All this is happening at a time of flux in the franchising system, with new contracts due to be awarded for 10 of the 16 passenger franchises before the end of the decade. With government departments facing constricted budgets, the specifications for these franchises demand better value for money as well as extra capacity.

This combination of factors has reinvigorated the market for rolling stock refurbishment. "We are entering a stable environment with new franchises in place which helps to create the conditions for investment in rolling stock," Mr Tim Burleigh, relationship development manager for leasing company Eversholt Rail told delegates at the Rail Vehicle Engineering conference and exhibition in Derby on October 8. "Our enhancement policy is market-driven and existing trains can be upgraded faster than new trains can be delivered. Financial constraints on the industry are likely to result in a blend of new build and upgrading in the future."

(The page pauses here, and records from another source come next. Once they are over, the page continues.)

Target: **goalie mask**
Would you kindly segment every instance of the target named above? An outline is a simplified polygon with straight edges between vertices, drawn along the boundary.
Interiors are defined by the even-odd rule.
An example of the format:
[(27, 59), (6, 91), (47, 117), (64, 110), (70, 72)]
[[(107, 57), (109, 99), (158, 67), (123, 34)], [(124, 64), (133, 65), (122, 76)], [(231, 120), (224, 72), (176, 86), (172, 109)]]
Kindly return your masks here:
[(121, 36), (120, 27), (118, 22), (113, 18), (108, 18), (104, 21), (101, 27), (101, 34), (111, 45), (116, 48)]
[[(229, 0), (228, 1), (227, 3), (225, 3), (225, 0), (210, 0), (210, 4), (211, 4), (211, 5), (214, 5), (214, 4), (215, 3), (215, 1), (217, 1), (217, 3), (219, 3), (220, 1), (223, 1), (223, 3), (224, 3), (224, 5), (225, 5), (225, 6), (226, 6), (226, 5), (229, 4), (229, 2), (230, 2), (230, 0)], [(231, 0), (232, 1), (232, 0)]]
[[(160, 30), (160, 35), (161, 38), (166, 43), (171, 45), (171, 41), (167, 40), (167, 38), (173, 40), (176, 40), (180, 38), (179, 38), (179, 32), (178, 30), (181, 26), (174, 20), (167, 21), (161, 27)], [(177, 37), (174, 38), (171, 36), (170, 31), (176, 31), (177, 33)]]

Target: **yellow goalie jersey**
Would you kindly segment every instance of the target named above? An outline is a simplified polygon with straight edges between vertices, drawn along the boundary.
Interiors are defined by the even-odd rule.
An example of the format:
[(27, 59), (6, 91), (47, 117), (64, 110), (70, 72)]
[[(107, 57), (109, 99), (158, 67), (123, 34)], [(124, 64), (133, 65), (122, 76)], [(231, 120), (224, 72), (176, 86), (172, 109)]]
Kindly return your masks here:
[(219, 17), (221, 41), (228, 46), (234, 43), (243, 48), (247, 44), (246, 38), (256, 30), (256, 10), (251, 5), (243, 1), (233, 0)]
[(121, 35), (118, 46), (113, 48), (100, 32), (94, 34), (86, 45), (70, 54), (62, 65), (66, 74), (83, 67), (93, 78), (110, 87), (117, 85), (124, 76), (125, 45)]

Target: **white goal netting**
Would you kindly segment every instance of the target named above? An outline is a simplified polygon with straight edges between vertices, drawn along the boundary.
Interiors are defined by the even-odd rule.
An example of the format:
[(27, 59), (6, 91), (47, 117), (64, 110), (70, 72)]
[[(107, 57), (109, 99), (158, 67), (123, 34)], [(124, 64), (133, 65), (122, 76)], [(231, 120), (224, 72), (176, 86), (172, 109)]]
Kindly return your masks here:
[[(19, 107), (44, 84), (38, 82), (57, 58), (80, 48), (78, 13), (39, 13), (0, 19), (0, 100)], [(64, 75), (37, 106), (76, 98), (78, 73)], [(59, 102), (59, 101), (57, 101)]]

Eversholt's flagship upgrading project is the £60m Renatus programme, which involves modernising 30 four-car class 321 EMUs currently leased by Abellio Greater Anglia (AGA) for services from London Liverpool Street to Essex and Suffolk. The work, which will be carried out by Wabtec, includes equipping the trains with new air-conditioning and heating, new seating, Wi-Fi, accessible toilets, power sockets, energy-efficient lighting, and renewal of interior surfaces. The first train will be completed by Spring 2016.

Eversholt has gathered feedback from around 2500 passengers as well as cleaning and maintenance staff, on a demonstrator train, which operated in regular service with AGA. This feedback has fed into the final specification for the Renatus fleet.

The class 321 demonstrator has now been equipped with ac traction motors, new auxiliary systems and new braking systems by Vossloh Kiepe and testing is due to begin this month. Eversholt says it is investing £5.5m in this pilot retractioning project.

Other innovative projects seeking to satisfy the demand for additional rolling stock with low lease charges include Vivarail's D-Train, which involves rebuilding redundant London Underground D-Stock trains as DMUs and Porterbrook's 144e Pacer DMU upgrade, which claims to offer an RVAR-compliant train with a "transformed passenger experience" for around a third of the monthly lease costs of a new train.

Despite the advantages of refurbishment, Burleigh notes that new-build often remains a compelling option. "There is real competition from new-build and it's hard to take a long-term view of the life of the asset," he explains.

However, not all operators are happy with the new-build product and Mr Tim Sayer, engineering director for East Midlands Trains, told delegates that new trains often fall short of both operator and passenger expectations.

"Fleet reliability is better than it was 10 or 20 years ago but we have a long way to go before we can take rolling stock reliability out of consideration," he says. "In road haulage or shipping the reliability of equipment is no longer a key driver of the business and it is taken for granted that new stuff works - that is not the case in the rail industry. New trains are disproportionately expensive considering the technology on offer. Passengers do not want to spend 20 minutes debugging the reservation system, they do want to plug their device into a power point and access Wi-Fi. Unless we bridge the passenger expectation gap we will fail."

Sayer argues that the rail industry is still fixated on the initial capital cost of new rolling stock and is failing to take a life-cycle approach to procurement, considering both ease of maintenance and technical adaptability - a key factor for an asset with a 30-year design life. He notes that Project Thor, a proposal to convert Bombardier Voyager and Meridian inter-city DMUs to bi-mode trains by inserting a new-build pantograph car, was abandoned because the cost of conversion was 80% of the cost of a new train. Sayer contrasts this with the Royal Navy's new type 45 destroyer, "a ship built over a long period of time, thinking about the needs of the Navy 10-15 years in the future." These vessels are designed to enable lengthening with extra hull sections and "insertion of technology has been considered at every stage."

Sayer believes suppliers often fail to understand the needs of operators, and that there are too many barriers for entry into rail for suppliers from other industries, stifling innovation and competition. "Let's learn from other industries and take a punt," he concludes. "There's too much of an attitude that we can pass all this cost onto the end customer, and that's the last thing we want."